ARE THERE SPIRITUAL PENALTIES TO NEVER HAVING CHILDREN?
A new friend of mine, Lois, recently asked if God would be displeased because she has never been a mother, never having married. She is motherly to everyone, including a niece, but wonders if this lack in her life might compromise her spiritual path in any way?
“Motherhood is not for everyone and this is the case with Lois. She has been protected from having to live with that onerous responsibility because she was meant for higher responsibilities. Too many times the children of a particular candidate for services to the Upper Realms can derail that person’s hopes and dreams….and Ours, too! Motherhood and Fatherhood is not actually a prerequisite for anything in a spiritual kingdom, other than the fact that it is a great big test. Everyone must answer for their daily behavior as a parent and they bear a lot of responsibility for the way that their children grow up.
So, it is Our Favor to excuse or protect certain people from ever having to go through that particular onerous duty. It can be a great joy and it is very fulfilling to establish a family but it might not be a tranquil experience even in the best of families.
It is a Boot Camp that the majority of the human race must endure simply to provide an ongoing population. And it doesn’t mean that a person is finished with their trials if they raise their children uneventfully because they are still tied to the ensuing generations. Actually, they never completely escape this endless wheel of existence that parenthood provides them because, as Lois well knows, many generations beyond will often quote their lifetimes for good or for evil.
It is no accident that the priesthood, in ancient societies and even in modern day religious orders, is excused from this line of participation in the flow of human geneological history. The priesthood’s children are spiritual ones and they nourish the souls, if not their growing, learning bodies. The Divine Role on Earth has the same general responsibilities but it’s more vast and more quietly underlying than being a parent of a relatively-few children. Their family is the human family and the advancement of mankind as a whole.
Not all priests are celibate and many modern ones, particularly, marry and become parents. But this divides their time and attention and makes it harder to spread themselves so thin in tending to their “flock,” who of often require a great chunk of their lives.

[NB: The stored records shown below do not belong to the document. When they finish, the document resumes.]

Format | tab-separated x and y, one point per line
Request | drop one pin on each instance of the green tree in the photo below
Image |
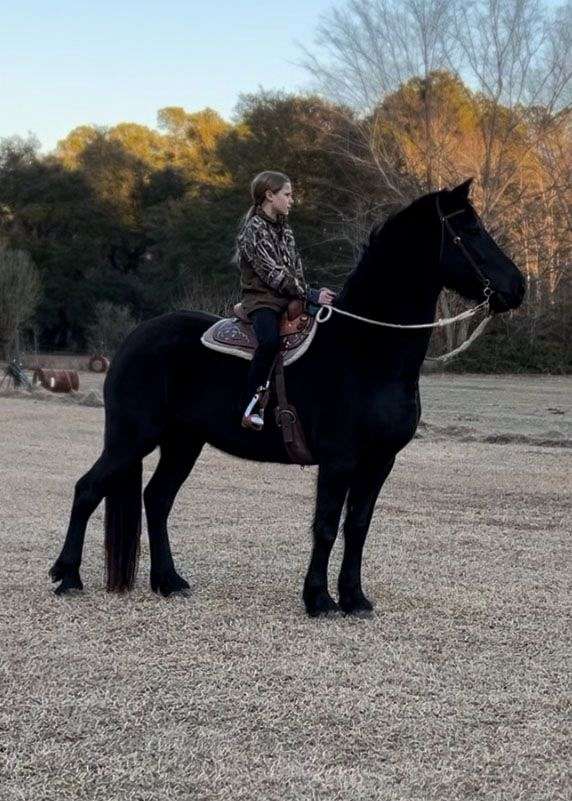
19	294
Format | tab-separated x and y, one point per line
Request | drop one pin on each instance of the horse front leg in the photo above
331	493
364	489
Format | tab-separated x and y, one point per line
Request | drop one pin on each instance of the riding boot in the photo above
253	417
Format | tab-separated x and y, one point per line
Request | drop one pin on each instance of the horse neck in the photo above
394	285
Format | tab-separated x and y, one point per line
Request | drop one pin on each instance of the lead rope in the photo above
441	322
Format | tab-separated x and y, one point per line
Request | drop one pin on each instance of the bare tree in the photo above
443	90
19	295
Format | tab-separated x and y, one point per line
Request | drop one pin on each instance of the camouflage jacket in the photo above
271	272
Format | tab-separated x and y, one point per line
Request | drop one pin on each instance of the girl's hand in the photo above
326	296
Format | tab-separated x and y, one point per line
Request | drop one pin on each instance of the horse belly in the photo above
391	422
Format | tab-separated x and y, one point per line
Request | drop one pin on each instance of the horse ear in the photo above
463	189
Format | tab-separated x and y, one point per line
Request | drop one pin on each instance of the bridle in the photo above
326	311
456	239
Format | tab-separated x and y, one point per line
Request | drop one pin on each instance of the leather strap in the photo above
288	421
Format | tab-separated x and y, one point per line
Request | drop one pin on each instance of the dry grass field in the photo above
454	689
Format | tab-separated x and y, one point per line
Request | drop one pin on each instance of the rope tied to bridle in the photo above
325	312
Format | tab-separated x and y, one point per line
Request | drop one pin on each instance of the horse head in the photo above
470	261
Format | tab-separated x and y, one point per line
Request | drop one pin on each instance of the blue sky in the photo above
65	63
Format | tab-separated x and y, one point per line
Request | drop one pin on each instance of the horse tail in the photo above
123	528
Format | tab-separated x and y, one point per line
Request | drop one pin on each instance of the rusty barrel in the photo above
57	380
99	364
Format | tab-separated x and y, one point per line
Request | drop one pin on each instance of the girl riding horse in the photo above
271	276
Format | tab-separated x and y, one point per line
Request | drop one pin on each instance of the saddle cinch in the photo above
235	335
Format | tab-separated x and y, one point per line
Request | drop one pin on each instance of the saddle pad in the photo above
232	336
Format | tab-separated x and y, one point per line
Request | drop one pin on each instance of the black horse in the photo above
356	391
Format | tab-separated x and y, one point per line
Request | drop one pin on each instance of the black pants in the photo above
266	324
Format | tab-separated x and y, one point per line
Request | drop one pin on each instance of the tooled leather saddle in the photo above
235	335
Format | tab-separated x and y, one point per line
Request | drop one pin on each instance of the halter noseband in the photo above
456	239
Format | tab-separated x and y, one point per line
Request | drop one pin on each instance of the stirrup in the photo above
251	419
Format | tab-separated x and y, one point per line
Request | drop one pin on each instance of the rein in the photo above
326	311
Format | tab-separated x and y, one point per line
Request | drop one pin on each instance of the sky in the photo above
65	63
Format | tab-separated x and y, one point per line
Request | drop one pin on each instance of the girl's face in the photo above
281	201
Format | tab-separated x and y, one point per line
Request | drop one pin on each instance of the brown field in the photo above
454	689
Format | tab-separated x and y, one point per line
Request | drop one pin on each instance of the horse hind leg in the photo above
178	457
364	490
115	465
88	494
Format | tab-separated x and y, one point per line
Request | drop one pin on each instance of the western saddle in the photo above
235	336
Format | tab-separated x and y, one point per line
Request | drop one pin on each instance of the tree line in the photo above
130	221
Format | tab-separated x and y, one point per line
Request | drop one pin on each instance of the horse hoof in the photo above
172	585
356	605
70	586
321	605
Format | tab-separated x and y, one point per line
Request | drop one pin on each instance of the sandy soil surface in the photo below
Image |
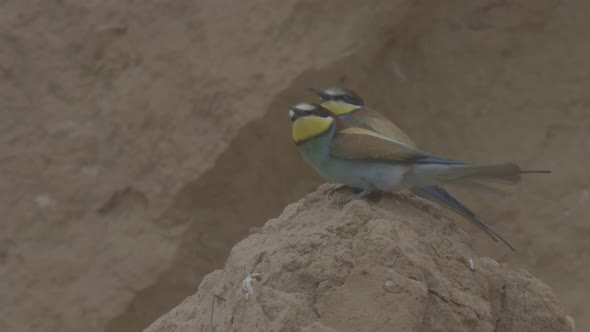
364	268
140	141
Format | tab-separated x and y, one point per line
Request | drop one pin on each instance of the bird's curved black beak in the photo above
293	113
320	93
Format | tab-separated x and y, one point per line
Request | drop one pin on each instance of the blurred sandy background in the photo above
140	140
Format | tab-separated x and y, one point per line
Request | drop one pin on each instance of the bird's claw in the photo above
335	190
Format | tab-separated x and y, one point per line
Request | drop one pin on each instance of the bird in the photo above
351	108
362	158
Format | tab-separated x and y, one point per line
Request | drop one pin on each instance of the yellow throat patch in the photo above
309	127
339	108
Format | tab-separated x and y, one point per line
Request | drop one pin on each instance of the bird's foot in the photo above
403	195
337	189
360	195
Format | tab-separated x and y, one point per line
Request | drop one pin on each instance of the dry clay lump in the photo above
399	265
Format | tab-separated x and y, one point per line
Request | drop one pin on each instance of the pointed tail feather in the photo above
441	196
535	172
504	172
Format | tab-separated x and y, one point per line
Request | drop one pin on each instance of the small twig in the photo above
247	284
215	297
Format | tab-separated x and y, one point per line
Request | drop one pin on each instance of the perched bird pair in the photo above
348	143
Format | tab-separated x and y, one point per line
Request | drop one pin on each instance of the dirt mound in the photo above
141	140
392	267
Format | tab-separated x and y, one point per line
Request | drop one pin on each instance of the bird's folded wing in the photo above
381	124
355	142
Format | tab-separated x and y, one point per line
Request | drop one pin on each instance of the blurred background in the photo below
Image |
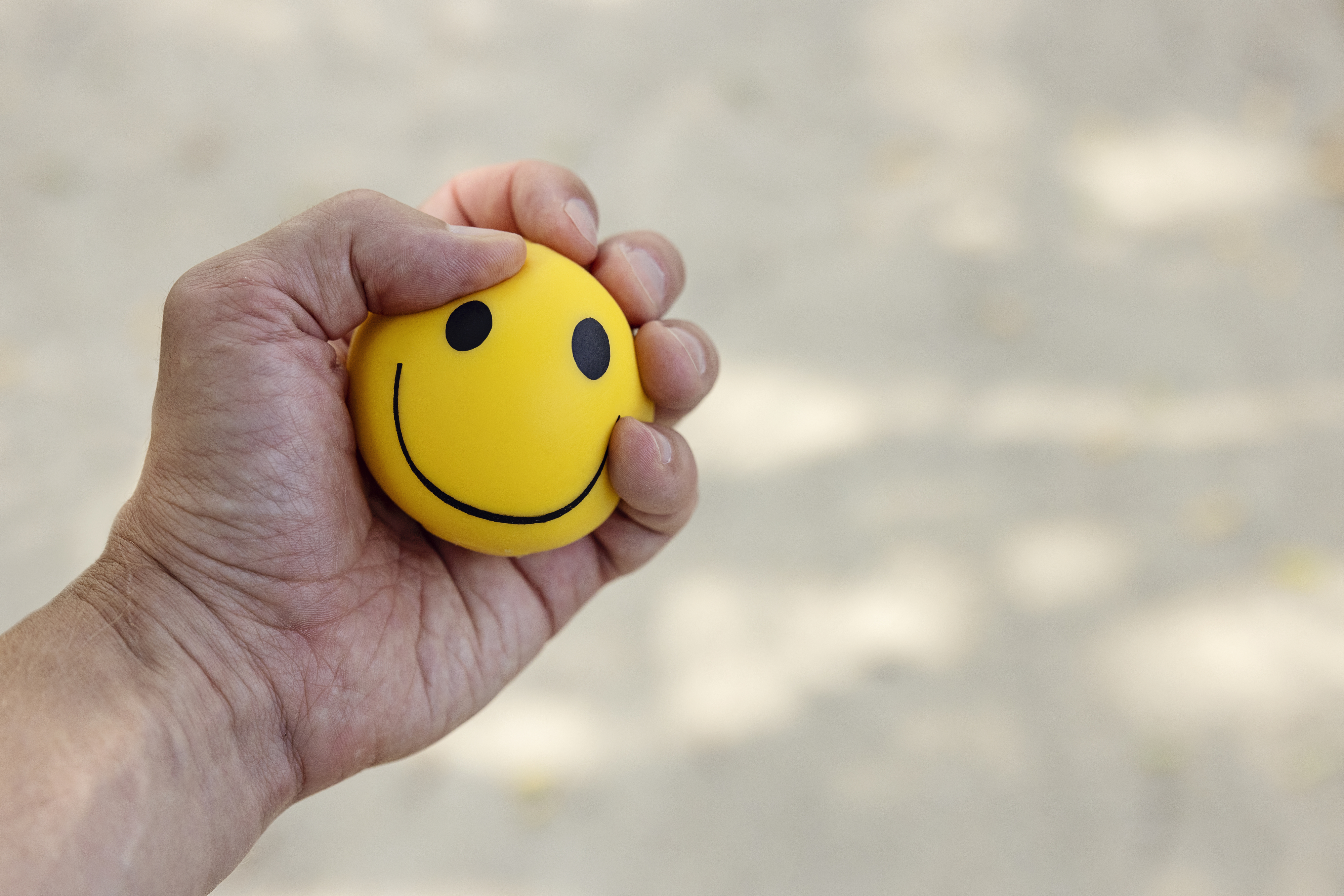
1021	561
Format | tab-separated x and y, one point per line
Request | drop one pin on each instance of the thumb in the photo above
357	253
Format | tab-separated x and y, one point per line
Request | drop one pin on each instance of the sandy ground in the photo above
1021	559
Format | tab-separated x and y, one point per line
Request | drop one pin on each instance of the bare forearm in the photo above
123	768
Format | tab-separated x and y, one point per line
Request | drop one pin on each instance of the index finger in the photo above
545	204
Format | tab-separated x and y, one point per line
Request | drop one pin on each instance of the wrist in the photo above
128	738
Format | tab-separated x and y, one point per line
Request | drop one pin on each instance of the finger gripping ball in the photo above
489	420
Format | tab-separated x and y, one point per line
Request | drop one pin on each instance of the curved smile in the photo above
467	508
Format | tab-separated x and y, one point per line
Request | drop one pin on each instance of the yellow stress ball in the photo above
489	420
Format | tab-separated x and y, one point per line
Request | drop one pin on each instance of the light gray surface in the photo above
1021	559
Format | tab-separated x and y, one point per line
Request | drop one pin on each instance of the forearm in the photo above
124	766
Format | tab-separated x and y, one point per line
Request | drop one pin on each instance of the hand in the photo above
325	631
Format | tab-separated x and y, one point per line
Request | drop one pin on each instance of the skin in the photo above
264	623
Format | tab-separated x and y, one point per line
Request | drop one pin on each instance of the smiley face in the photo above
489	420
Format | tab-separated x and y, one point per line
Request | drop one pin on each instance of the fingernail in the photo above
693	347
651	277
662	444
480	233
583	218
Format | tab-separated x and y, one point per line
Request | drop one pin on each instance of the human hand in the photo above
368	637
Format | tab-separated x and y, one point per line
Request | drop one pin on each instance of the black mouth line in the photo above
467	508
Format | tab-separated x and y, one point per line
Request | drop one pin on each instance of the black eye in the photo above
468	326
591	347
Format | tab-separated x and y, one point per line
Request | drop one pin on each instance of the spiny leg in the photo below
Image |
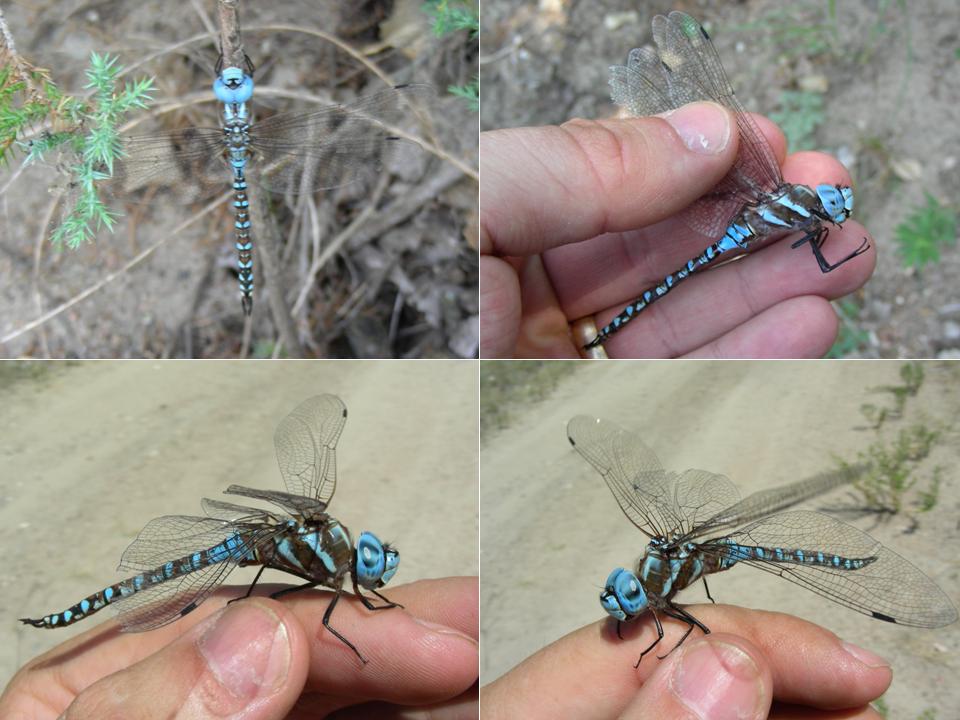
326	623
707	587
678	613
654	643
817	238
252	585
369	605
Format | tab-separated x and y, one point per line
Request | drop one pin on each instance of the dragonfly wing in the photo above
888	587
306	442
167	539
187	165
304	506
685	68
775	500
175	536
237	513
333	146
642	488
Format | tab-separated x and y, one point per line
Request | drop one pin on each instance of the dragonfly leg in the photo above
707	588
679	613
326	623
817	238
295	588
369	605
654	643
252	585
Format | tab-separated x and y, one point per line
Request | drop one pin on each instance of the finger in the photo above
803	327
615	268
717	677
499	308
423	653
252	658
595	669
547	186
721	300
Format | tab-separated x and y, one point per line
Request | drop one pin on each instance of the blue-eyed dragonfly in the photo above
697	525
752	203
182	559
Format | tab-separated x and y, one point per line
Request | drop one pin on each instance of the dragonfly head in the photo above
233	86
375	561
837	201
623	596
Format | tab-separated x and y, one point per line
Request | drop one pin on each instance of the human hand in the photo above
560	211
755	664
263	658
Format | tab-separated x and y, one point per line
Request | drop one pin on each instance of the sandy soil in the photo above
551	530
891	113
93	451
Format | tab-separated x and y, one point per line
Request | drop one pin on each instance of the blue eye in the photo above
371	561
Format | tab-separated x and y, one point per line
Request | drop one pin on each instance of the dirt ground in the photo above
94	451
401	283
552	531
891	107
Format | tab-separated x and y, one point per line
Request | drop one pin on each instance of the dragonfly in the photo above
752	203
180	559
290	153
697	524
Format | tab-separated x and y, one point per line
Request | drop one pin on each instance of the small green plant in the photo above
850	338
451	16
912	375
93	144
800	115
928	229
893	473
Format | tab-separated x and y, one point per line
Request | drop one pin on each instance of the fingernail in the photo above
704	127
443	629
865	656
718	681
247	651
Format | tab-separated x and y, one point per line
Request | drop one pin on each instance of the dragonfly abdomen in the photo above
738	552
232	548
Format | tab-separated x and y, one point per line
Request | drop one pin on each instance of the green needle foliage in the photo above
452	16
921	235
92	143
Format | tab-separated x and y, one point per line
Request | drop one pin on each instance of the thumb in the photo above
548	186
712	678
249	659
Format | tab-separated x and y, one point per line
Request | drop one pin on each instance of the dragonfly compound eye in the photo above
836	200
623	596
371	561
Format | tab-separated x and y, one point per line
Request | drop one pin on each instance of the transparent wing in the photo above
332	146
176	536
170	538
774	500
306	443
685	68
888	587
234	513
186	165
657	502
304	506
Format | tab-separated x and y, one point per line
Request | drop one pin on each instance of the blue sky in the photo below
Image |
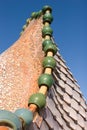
69	27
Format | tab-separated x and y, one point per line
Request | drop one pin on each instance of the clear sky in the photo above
69	27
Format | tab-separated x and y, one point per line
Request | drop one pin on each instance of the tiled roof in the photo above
66	107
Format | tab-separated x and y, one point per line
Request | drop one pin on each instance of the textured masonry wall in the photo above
20	67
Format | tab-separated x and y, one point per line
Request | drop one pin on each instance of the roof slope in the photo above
66	108
20	67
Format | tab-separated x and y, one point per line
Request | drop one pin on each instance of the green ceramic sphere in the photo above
25	115
47	18
50	47
47	30
39	13
47	41
24	27
38	99
10	119
49	62
45	79
46	7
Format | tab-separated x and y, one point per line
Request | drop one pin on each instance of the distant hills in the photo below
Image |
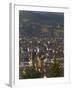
33	23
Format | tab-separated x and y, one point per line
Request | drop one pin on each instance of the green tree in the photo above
55	69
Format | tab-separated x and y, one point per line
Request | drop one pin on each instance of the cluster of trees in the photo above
55	69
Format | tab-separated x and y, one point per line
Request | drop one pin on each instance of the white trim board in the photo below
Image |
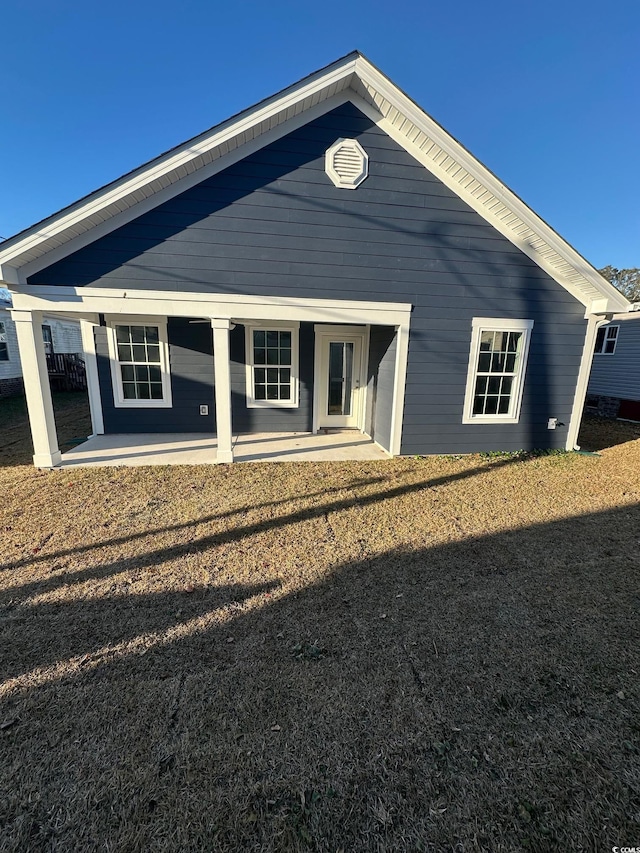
82	300
353	78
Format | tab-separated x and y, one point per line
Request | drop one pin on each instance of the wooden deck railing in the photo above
66	372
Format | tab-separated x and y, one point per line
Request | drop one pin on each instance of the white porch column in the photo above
37	388
87	328
222	379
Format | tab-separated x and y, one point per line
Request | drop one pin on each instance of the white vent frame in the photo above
352	173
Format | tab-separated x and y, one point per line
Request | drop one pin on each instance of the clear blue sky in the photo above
547	95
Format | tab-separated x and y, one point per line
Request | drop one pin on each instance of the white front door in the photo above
339	376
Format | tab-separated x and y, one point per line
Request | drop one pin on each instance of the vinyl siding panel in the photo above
65	334
274	225
618	375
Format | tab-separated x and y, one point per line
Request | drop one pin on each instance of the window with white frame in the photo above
272	366
4	349
139	358
497	364
606	340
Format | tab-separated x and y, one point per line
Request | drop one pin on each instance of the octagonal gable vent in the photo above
347	163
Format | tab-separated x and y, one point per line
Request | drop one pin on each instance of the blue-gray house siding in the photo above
273	224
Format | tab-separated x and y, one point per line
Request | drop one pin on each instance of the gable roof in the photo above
351	78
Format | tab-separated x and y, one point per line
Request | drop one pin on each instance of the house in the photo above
62	344
614	383
330	258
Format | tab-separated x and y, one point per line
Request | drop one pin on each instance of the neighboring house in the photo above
329	258
61	337
614	384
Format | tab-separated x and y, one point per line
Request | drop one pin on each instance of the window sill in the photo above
490	419
270	404
142	404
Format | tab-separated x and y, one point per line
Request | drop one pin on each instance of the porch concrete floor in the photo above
198	449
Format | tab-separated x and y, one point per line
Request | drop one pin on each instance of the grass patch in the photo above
416	654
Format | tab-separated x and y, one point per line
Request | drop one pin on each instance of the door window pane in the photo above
340	378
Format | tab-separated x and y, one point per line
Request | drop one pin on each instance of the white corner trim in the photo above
280	326
399	387
593	324
222	390
37	388
490	324
87	329
119	400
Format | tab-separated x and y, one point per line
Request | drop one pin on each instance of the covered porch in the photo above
199	391
199	449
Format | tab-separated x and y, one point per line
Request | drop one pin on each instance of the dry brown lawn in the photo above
434	654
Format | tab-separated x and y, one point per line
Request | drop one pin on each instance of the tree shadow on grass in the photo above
474	695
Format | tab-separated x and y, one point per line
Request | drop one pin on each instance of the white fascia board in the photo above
370	75
188	152
13	277
79	300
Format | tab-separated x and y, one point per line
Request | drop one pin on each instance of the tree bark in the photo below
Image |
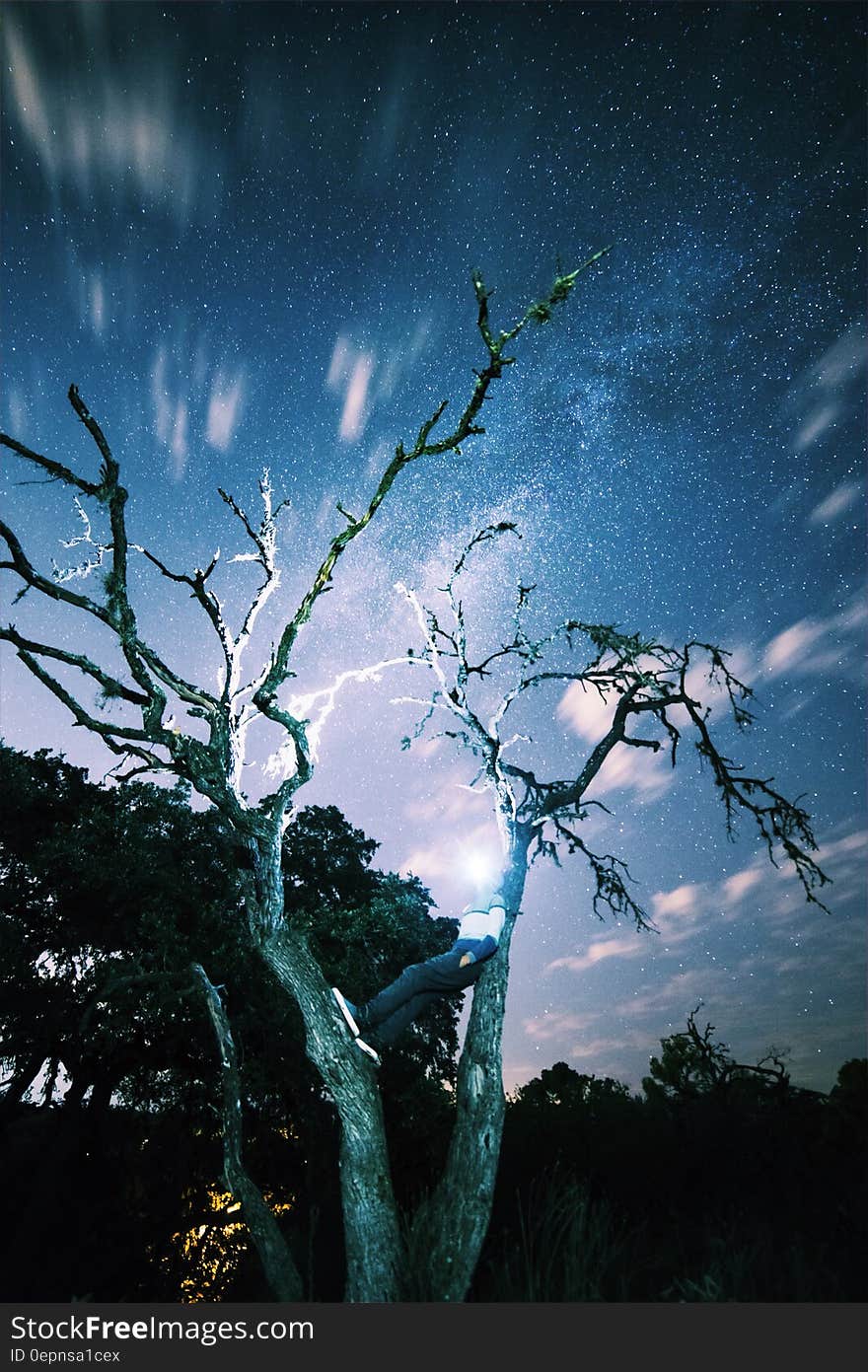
277	1264
372	1234
450	1228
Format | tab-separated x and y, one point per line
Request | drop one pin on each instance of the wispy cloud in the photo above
130	135
350	374
826	392
224	409
625	768
625	946
557	1024
835	504
812	645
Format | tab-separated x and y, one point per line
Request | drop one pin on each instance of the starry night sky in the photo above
247	232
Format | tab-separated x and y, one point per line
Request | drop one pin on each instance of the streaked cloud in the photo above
350	375
618	947
818	645
355	403
130	135
625	768
224	409
835	504
826	393
557	1024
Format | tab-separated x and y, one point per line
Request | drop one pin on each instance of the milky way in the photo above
247	234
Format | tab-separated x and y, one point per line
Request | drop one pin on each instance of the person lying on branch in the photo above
380	1021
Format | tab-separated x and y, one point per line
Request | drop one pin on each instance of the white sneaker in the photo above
346	1013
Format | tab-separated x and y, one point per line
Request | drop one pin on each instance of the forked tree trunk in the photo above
452	1225
450	1228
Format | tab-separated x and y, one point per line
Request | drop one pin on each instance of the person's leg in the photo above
390	1029
438	975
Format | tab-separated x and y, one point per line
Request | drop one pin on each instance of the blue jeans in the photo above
398	1004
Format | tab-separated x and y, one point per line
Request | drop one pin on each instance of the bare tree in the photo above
642	684
153	694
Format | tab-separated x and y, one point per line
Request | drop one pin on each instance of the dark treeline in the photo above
721	1182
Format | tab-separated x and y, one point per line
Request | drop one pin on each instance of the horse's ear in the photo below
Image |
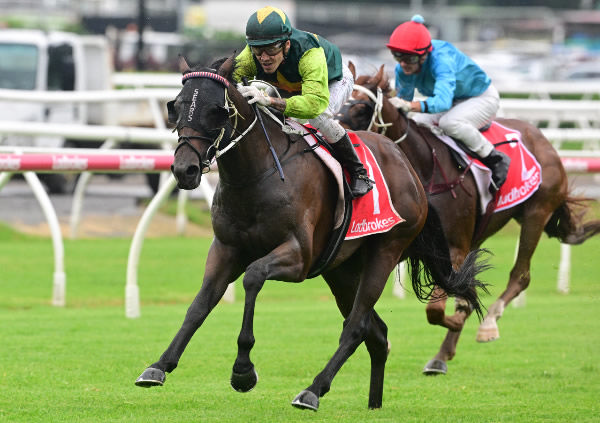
183	66
379	75
226	69
352	69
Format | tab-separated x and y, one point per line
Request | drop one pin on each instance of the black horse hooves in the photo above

So, tell Lois not to worry about this necessary exclusion from the human onerous responsiblity. She can simply enjoy being a surrogate mother in her normal activities. She will be influential in many ways which motherhood may have made impossible to visualize for herself. Many family obligations prevent actively spiritual people from taking hold of opportunities that come their way. She is free to live her own life as it unfolds for her.”